Le nouvel échec de l’UE dans la gestion de la crise irlandaise à ouvert la voie à de nombreuses spéculations sur l’avenir de la zone euro. Ainsi, l’Allemagne qui a fait des déclarations dans ce sens, pourrait décider d’abandonner la monnaie unique.
C’est Angela Merkel qui a mis le feu au poudre. Seul dirigeant européen à avoir mis la pression sur l’Irlande en demandant une décision rapide sous 48 heures au début de la crise, le chef du gouvernement allemand se montre très agacé 3 semaines plus tard.
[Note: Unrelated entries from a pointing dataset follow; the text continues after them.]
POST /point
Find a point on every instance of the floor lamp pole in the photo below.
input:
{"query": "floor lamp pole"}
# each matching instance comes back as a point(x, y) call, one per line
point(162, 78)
Agacée de voir qu’un tout petit pays met en péril l’économie internationale, de voir que l’UE reste encore une fois simple spectateur impuissant, agacée de voir que l’Allemagne tient à bout de bras une Europe qui n’a de « communauté » que le nom.
En un mot l’Allemagne pense que les perdants trouvent des excuses, que les gagnants trouvent des solutions et qu’il n’y a rien de bon lorsque l’on est une des premières économies du monde, à rester avec des éternels perdants.
Pourtant, pour revenir dans le politiquement correct, la principale raison qui justifierait la sortie de l’Allemagne de la zone euro ne signifierait pas la fin de la zone euro en elle-même.
En effet, le principal problème des PIGS, c’est avant tout, actuellement, le niveau élevé de l’euro (même à 1,30, la devise européenne est sur des niveaux élevés!) qui pénalise ces pays quant à leur endettement et au cout de leur endettement (taux de financement). En sortant de la zone euro, l’Allemagne permettrait à la monnaie unique de revenir sur des niveau – beaucoup – plus faibles et réduirait donc le risque financier sur les pays en difficultés, Grèce, Irlande, Portugal, … France ?? -.
Actuellement donc, la sortie de l’Allemagne qui est évoquée depuis plusieurs jours sur les médias anglo-saxons, n’est pas considérée à priori, comme une mauvaise chose.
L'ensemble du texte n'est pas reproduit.